Yang pertama ditanya oleh jaksa adalah Suhendro Boromah. Kepada majelis hakim, Hendro demikian panggilan akrabnya, mengaku sebagai Direktur Utama PT Jawa Pos Jaringan Media Nusantara (PT JJMN) sejak tahun 2018.

Dan sejak tahun lalu juga menjadi komisaris utama di PT. DM sebagai wakil dari PT. JJMN selaku pemegang saham terbesar di PT DM.

Hendro menjelaskan bahwa sudah menjadi kebijakan Jawa Pos Grup selaku induk perusahaannya, memperbolehkan penggunaan nama direktur untuk pembelian aset. Dan pada tanggal 21 Agustus 2017 Dirut PT JJMN ketika itu, Zainal Muttaqin yang saat ini menjadi terdakwa, menerbitkan surat edaran kepada perusahaan di grup PT JJMN untuk membalik namakan aset atas nama pribadi direksi itu menjadi atas nama perusahaan.

"Tujuannya untuk diikutkan tax amnesti," kata Hendro.

Tidak hanya aset-aset atas nama pribadi, lanjut Hendro, melainkan juga saham-saham atas nama pribadi.

Penasihat hukum Sugeng Teguh Santoso yang diberikan kesempatan bertanya oleh Hakim Ketua, meminta Hendro menjelaskan hubungan tax amnesti atau pengampunan pajak dengan balik nama.

Hendro tidak mampu menjelaskan. Karena faktanya tax amnesti sudah dilakukan oleh PT. DM pada tahun 2015, sedangkan surat edaran PT. JJMN diterbitkan tahun 2017.

Sugeng juga menanyakan kerugian yang diderita PT. DM dengan tidak balik namakan aset atas nama Zainal Muttaqin itu?.

"Tadi pagi sebelum sidang saya sempat bertemu pak Ivan Firdaus menanyakan besarnya kerugian itu. Pak Ivan bilang Rp238.000.000.000,- (dua ratus tiga puluh delapan miliar rupiah," kata Hendro.

Sugeng lantas menunjukkan kesaksian Ivan Firdaus kepada penyidik, seperti yang tercatat di dalam BAP tanggal 21 Maret 2023 bahwa besarnya kerugian PT. DM hanya Rp12.185.000.000 (dua belas miliar rupiah).

Pada akhir kesaksian Hendro, Hakim Ketua juga memberikan kesempatan kepada terdakwa untuk menanggapi kesaksian Hendro.

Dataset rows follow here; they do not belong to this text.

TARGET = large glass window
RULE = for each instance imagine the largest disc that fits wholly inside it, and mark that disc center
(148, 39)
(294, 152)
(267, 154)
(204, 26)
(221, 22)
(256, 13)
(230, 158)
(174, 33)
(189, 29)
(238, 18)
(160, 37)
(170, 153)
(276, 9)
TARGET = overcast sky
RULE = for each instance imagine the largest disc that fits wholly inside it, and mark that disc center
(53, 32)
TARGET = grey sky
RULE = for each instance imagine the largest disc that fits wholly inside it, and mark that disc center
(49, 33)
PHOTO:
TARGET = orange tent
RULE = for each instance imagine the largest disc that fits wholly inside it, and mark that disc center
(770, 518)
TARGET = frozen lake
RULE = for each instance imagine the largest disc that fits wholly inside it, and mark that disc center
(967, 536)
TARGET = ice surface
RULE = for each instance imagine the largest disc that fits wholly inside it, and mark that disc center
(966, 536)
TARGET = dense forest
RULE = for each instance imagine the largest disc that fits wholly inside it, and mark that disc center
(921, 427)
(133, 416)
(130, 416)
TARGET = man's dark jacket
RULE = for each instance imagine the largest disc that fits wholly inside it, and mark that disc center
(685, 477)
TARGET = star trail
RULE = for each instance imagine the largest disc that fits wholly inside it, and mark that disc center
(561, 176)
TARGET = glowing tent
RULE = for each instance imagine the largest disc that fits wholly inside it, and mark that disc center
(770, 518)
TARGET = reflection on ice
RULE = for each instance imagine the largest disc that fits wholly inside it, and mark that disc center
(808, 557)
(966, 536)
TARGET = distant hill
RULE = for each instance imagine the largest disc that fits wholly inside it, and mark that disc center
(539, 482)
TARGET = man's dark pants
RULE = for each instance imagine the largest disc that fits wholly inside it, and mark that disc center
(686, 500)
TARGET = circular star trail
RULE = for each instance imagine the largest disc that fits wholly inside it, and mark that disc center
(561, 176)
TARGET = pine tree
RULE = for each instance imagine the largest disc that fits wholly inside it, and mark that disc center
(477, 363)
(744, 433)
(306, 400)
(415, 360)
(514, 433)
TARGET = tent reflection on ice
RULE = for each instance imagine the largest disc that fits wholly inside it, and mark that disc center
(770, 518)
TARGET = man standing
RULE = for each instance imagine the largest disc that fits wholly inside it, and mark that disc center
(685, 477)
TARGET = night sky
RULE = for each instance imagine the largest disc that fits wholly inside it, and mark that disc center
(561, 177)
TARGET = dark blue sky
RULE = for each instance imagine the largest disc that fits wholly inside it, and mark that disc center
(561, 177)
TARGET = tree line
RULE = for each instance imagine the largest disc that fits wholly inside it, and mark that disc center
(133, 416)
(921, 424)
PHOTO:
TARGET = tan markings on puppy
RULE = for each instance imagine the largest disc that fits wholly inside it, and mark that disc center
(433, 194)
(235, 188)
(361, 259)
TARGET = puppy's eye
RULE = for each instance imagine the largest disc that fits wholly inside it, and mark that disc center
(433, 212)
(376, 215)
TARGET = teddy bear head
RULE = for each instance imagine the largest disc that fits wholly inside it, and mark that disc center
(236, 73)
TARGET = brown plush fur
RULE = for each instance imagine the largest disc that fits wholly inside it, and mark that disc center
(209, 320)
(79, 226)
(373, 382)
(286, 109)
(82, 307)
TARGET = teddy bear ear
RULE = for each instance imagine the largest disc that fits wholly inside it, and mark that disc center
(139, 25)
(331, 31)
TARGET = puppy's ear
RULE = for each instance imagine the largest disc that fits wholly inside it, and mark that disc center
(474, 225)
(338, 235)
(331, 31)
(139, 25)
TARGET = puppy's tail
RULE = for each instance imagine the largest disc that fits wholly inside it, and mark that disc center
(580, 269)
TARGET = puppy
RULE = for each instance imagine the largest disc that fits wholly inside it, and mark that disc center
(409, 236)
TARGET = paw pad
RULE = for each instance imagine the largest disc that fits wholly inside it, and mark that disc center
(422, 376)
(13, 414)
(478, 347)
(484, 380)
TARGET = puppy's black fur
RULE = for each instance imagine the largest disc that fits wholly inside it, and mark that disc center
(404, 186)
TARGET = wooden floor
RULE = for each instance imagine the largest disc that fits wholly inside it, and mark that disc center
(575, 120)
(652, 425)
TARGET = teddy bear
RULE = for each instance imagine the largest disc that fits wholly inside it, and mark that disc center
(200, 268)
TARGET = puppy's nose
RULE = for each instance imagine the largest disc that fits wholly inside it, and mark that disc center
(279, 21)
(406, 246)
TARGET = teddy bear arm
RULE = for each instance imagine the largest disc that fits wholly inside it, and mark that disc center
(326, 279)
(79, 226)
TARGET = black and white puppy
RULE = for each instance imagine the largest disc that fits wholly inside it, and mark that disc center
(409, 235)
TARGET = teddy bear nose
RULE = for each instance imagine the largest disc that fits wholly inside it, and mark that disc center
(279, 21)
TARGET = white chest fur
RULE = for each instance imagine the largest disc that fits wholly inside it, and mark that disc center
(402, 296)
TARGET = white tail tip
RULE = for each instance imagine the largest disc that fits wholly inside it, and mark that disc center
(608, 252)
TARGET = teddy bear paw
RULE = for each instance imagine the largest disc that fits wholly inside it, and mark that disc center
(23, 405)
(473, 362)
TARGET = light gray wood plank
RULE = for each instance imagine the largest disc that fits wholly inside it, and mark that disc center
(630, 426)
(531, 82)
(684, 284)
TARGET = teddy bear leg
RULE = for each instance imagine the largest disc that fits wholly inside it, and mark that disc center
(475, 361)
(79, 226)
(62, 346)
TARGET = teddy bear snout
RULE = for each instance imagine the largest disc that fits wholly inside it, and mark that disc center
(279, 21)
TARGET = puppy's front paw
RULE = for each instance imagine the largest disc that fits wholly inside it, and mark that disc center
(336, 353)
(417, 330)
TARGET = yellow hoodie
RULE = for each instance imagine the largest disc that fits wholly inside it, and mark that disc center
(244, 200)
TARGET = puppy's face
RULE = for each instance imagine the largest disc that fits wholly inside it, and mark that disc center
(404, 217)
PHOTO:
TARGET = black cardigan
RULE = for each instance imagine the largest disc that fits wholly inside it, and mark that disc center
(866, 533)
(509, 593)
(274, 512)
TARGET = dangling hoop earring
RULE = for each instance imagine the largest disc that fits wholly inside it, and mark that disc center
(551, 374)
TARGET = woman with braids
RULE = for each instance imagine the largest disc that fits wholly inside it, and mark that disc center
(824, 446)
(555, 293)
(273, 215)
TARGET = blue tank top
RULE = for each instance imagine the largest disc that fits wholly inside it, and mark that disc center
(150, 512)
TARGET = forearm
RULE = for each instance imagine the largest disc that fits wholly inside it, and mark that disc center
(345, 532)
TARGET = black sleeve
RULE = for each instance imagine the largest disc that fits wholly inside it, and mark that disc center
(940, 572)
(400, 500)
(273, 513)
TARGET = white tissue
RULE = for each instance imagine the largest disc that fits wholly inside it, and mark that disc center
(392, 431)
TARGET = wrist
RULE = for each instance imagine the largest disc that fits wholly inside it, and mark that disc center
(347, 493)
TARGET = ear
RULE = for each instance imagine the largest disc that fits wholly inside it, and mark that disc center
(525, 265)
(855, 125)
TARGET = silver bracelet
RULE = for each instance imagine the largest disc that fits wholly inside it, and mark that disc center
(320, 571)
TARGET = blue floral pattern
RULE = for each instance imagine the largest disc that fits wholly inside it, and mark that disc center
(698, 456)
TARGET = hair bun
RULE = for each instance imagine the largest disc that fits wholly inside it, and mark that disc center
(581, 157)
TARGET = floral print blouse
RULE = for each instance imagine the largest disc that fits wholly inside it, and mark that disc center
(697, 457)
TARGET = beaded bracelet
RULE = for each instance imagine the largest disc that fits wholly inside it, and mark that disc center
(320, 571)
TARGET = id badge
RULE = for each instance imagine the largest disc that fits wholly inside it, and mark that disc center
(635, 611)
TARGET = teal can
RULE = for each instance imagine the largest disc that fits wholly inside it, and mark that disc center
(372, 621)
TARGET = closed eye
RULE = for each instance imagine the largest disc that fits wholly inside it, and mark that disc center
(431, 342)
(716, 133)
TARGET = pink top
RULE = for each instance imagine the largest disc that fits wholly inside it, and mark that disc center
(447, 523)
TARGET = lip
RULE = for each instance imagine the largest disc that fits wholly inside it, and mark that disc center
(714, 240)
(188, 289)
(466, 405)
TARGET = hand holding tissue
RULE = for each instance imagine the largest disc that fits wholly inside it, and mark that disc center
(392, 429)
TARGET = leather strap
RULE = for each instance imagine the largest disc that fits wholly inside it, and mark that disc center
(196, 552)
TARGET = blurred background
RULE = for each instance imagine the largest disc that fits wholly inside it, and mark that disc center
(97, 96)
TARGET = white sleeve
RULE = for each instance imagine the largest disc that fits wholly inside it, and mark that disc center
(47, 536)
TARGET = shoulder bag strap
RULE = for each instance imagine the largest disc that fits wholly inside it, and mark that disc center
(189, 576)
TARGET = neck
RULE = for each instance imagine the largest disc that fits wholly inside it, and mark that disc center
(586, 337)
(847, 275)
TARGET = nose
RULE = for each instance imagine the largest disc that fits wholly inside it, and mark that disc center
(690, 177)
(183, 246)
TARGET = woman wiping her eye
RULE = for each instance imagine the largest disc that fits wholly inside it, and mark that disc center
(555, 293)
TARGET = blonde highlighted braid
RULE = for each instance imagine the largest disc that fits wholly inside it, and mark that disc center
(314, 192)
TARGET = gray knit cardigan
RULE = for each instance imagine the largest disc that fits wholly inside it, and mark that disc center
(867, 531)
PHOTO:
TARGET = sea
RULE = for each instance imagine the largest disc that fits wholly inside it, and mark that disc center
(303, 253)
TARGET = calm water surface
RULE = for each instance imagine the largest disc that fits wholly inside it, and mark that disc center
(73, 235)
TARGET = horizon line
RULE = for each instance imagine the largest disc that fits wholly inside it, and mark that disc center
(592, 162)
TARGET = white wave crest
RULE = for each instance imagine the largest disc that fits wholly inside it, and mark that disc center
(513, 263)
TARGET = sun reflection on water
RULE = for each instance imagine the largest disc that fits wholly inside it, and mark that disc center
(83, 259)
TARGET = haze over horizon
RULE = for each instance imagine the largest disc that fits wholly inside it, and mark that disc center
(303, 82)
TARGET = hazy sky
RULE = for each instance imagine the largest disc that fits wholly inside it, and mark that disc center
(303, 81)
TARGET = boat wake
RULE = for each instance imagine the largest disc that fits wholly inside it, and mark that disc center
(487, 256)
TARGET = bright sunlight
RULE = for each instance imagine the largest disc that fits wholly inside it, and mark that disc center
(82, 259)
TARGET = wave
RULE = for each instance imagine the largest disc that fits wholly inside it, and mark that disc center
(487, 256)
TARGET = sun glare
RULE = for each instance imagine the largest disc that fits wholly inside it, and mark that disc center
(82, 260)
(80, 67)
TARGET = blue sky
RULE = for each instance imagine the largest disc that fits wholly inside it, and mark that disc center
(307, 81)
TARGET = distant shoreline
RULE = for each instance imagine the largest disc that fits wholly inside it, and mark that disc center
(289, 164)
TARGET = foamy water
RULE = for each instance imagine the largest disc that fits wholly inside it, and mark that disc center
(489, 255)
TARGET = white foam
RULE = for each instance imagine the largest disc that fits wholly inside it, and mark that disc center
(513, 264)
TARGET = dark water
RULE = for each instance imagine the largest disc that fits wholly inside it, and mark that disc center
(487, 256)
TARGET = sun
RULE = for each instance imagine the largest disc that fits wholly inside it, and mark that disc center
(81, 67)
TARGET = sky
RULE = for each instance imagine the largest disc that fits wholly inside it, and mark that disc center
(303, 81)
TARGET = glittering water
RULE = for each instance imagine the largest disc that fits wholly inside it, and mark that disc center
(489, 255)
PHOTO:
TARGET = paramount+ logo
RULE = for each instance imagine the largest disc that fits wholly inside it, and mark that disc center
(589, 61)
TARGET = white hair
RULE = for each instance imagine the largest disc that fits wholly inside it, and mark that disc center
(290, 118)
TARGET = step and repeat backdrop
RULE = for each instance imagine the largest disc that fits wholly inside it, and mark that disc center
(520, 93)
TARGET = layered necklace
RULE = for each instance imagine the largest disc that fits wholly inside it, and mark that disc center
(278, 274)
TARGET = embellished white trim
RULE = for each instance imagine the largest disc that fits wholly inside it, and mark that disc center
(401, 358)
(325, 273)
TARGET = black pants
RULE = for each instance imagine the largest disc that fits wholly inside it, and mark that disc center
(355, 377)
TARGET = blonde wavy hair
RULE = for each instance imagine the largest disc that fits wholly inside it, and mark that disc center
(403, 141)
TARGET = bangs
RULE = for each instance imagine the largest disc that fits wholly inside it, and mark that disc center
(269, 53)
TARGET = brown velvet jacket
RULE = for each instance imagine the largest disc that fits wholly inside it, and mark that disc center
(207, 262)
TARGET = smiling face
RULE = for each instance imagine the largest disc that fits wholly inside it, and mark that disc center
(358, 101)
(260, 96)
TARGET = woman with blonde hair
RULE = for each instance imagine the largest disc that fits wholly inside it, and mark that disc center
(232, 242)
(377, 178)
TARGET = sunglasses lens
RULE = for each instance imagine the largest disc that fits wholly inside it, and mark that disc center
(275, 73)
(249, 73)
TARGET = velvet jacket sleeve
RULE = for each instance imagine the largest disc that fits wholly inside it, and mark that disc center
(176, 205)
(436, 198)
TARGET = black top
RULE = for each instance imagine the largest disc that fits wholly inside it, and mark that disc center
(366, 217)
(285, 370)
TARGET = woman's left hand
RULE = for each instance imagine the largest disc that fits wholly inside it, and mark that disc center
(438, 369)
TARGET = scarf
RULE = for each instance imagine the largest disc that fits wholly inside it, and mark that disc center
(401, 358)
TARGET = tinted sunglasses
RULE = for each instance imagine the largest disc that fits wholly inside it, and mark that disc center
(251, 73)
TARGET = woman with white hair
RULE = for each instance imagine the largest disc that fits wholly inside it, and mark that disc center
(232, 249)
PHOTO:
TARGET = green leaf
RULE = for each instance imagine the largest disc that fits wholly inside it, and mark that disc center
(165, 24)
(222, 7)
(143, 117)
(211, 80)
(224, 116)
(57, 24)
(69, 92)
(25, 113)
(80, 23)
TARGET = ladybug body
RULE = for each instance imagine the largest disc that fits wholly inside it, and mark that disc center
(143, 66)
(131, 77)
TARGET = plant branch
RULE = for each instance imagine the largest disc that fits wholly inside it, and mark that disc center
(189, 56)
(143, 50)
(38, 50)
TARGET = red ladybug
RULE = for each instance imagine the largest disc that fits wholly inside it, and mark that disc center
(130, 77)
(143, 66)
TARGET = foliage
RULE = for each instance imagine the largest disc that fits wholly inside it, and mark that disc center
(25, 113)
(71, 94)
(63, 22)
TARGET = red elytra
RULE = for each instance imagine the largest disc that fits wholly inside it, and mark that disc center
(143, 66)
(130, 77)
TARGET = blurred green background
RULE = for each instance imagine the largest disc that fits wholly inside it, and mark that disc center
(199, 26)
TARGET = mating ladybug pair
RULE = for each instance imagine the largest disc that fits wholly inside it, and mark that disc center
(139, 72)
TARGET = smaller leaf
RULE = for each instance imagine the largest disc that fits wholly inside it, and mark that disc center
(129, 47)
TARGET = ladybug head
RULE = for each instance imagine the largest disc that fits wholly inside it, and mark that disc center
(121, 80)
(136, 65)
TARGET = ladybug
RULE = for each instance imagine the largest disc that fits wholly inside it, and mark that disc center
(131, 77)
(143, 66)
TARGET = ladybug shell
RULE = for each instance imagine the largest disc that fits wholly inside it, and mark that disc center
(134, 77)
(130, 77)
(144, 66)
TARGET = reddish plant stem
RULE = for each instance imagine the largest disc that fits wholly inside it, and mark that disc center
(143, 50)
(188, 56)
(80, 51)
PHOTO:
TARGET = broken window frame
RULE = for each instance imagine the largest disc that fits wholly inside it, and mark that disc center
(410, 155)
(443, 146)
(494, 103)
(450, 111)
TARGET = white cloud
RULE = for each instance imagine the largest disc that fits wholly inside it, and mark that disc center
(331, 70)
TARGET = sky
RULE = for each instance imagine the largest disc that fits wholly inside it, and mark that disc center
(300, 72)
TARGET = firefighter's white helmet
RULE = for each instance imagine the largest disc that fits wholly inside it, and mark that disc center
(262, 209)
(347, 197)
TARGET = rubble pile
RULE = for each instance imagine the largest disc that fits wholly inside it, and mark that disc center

Kata terdakwa tidak benar adanya kebijakan dari mengatas namakan aset perusahaan kepada nama pribadi direksi.

Juga tidak benar adanya membalik namakan saham atas nama pribadi direksi menjadi atas nama perusahaan. "Faktanya sampai sekarang saya masih menjadi pemegang saham lima persen di PT. DM," tegas Zam.

Setelah Hendro Boromah, yang memberikan kesaksian adalah Wiji Winarno selaku direktur PT. Percetakan Manuntung Pres.

Wiji sesuai kesaksiannya di BAP, menegaskan bahwa perusahaan yang dipimpinnya itu hanya memiliki satu aset.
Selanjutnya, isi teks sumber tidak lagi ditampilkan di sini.